Smartphone e sillyperson, sillyphone e smartperson

sillyphone nokia vecchioChe tutto il mondo abbia un phone intelligente e lo utilizzi da 5 ore in su per fare videogiochi, whatsapp, instagram e facebook mi lascia molto esterrefatto da pensare smartphone utilizzato da sillyperson.
Per questa ragione ho deciso di utilizzare un phone stupido sperando nell’opposto sillyphone utilizzato da smartperson.

La tecnologia o la anticipi o la combatti

Il nostro mondo ci mette davanti ad un bivio: cavalcare, anticipare, precedere la tecnologia o combattere, negare, distruggere, abolire la tecnologia. La via di mezzo (farsi portare, farsi trascinare dalla tecnologia) sarà solo una lenta agonia.
mamma robot tecnologia

Anticipare la tecnologia

Anticipare la tecnologia sarà sempre più complesso perché in primo luogo bisogna conoscere la tecnologia. Non fate l’errore di confondere la conoscenza con l’utilizzo. Inoltre la conoscenza della tecnologia presuppone la conoscenza del suo pregresso e la visione di insieme per poter comprendere ed anticipare il sempre più immediato futuro. Se la visione negli anni ’60 poteva essere anche a 50 anni, prendete ad esempio le tematiche sollevate da molti libri di fantascienza dove già si anticipavano le problematiche del rapporto uomini-robot, oggi la visione fa fatica ad andare oltre i 5 anni e le competenze richieste per riuscire ad avere una tale visione sono mostruose.
A breve un’intelligenza umana non potrà più avere una visione globale basata su conoscenze e sarà obbligata ad avere sempre più una visione parziale a meno di non potenziare le capacità cerebrali o di riuscire ad arrivare a tale visioni per vie diverse dal normale ragionamento.

Combattere la tecnologia

Più seguo la tecnologia, più mi accorgo dei problemi emergenti dall’abuso di utilizzo di tecnologia (abuso di videogiochi, abuso di social, abuso di porno online, abuso di smartphone, abuso di …) a dispetto della distruzione di modalità tradizionali di vita (difficoltà di interrelazione, difficoltà di trovare un compagno/a, difficoltà di cucinare, difficoltà di toccare la carne cruda, difficoltà di comprendere il dolore e la morte, difficoltà di …) e più mi rendo conto che non sono molte le vie di lotta alla tecnologia.
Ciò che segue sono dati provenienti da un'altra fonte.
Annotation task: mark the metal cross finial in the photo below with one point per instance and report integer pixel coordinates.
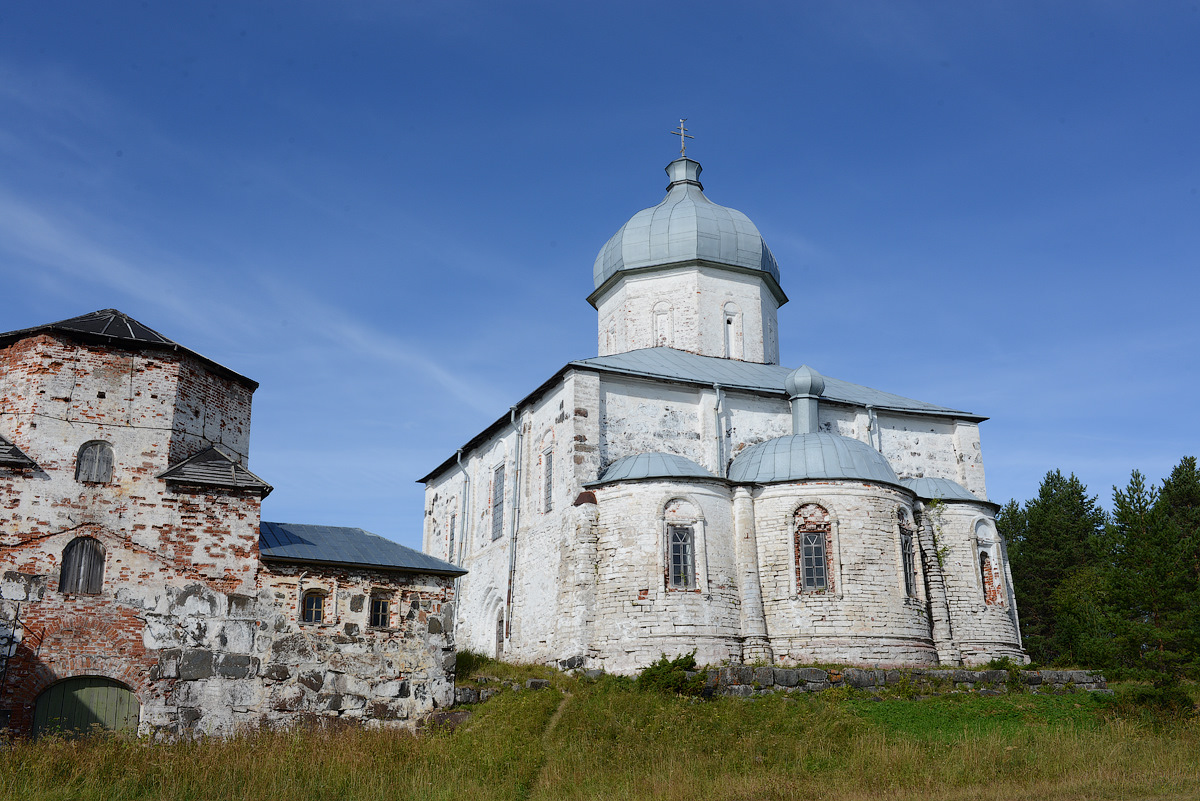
(683, 137)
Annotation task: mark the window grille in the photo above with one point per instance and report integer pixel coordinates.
(683, 560)
(313, 608)
(498, 504)
(83, 566)
(94, 463)
(381, 613)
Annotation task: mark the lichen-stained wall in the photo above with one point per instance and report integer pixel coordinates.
(868, 618)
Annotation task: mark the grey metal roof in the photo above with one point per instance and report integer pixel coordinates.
(336, 544)
(214, 467)
(111, 326)
(13, 457)
(939, 488)
(685, 227)
(811, 456)
(652, 465)
(681, 366)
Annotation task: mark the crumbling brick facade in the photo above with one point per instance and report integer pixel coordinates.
(181, 609)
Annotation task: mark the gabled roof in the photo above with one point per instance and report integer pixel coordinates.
(673, 365)
(13, 457)
(113, 327)
(214, 467)
(335, 544)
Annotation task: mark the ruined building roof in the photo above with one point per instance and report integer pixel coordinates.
(215, 467)
(113, 327)
(335, 544)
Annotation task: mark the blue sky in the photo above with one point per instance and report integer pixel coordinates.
(387, 212)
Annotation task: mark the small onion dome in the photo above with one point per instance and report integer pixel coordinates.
(685, 227)
(653, 465)
(939, 488)
(804, 381)
(803, 457)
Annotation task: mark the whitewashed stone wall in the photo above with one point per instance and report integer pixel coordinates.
(684, 307)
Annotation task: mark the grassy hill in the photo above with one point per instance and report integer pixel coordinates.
(609, 740)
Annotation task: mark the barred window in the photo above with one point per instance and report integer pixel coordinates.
(381, 612)
(813, 544)
(83, 566)
(498, 504)
(94, 464)
(313, 607)
(683, 558)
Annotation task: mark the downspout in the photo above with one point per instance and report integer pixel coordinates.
(516, 521)
(720, 435)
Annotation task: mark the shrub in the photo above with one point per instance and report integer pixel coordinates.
(677, 676)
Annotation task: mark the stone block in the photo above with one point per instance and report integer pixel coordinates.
(196, 663)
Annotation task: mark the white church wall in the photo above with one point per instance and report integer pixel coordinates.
(867, 618)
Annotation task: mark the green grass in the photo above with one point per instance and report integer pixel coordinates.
(604, 740)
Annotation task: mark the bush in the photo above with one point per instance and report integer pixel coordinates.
(677, 676)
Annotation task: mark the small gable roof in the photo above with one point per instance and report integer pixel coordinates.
(111, 326)
(13, 457)
(215, 467)
(335, 544)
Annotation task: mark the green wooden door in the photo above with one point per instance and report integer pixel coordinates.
(81, 705)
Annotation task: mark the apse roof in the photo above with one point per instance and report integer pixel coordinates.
(804, 457)
(13, 457)
(214, 467)
(682, 366)
(652, 465)
(335, 544)
(113, 327)
(939, 488)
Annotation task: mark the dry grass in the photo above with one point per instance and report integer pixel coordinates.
(610, 742)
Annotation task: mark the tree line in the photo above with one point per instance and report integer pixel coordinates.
(1117, 591)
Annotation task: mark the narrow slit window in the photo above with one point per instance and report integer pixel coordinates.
(498, 504)
(83, 566)
(682, 555)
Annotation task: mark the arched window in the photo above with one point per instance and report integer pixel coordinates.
(814, 542)
(313, 607)
(661, 325)
(732, 317)
(83, 566)
(907, 553)
(94, 464)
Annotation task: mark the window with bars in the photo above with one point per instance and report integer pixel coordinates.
(682, 555)
(94, 464)
(498, 503)
(313, 607)
(381, 612)
(813, 536)
(83, 566)
(907, 554)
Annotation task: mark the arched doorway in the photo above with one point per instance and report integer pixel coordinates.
(83, 704)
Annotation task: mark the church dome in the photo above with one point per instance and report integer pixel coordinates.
(804, 457)
(939, 488)
(685, 227)
(653, 465)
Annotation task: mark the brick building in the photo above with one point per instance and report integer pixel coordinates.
(139, 589)
(684, 491)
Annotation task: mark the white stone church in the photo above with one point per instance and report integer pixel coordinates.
(683, 491)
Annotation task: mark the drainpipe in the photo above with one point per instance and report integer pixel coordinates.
(516, 521)
(463, 515)
(720, 435)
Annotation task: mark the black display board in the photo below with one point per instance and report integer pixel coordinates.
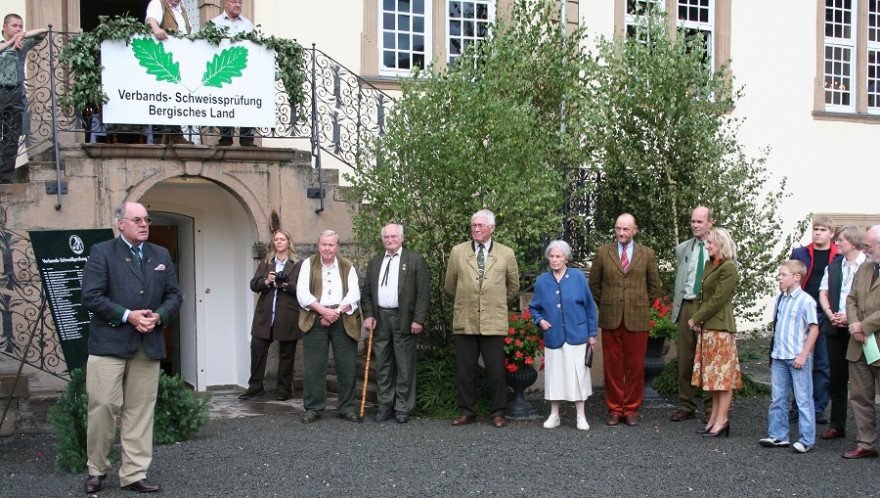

Queste le due principali modalità identificate di lotta tech:

La radicalizzazione

Se non interpretiamo le religioni ma le prendiamo alla lettera siamo obbligati a ritornare a quando le religioni sono nate e di conseguenza in modo radicale neghiamo la tecnologia, compreso tutto quello che di buono ha portato. Certo che oggi sembra assurdo, soprattutto per me donatore AVIS, negare le trasfusioni, ma sarà giusto permettere, tra non molto, il trapianto di cervello, la possibilità di vivere una vita sempre meno umana, almeno nei suoi componenti essenziali, o addirittura la possibilità di vivere una vita extracorporea?

Tornare ai fondamenti

Non è un caso se la fantascienza contemporanea parla sempre meno di proiezioni futuribili e descrive sempre più una vita, spesso post catastrofe, che torna ai fondamenti.
Abbiamo veramente bisogno della catastrofe per poter tornare ai fondamenti? Abbiamo bisogno di distruggere la tecnologia per tornare ai fondamenti?
Una guerra, una inondazione, una pandemia, … è l’unico modo?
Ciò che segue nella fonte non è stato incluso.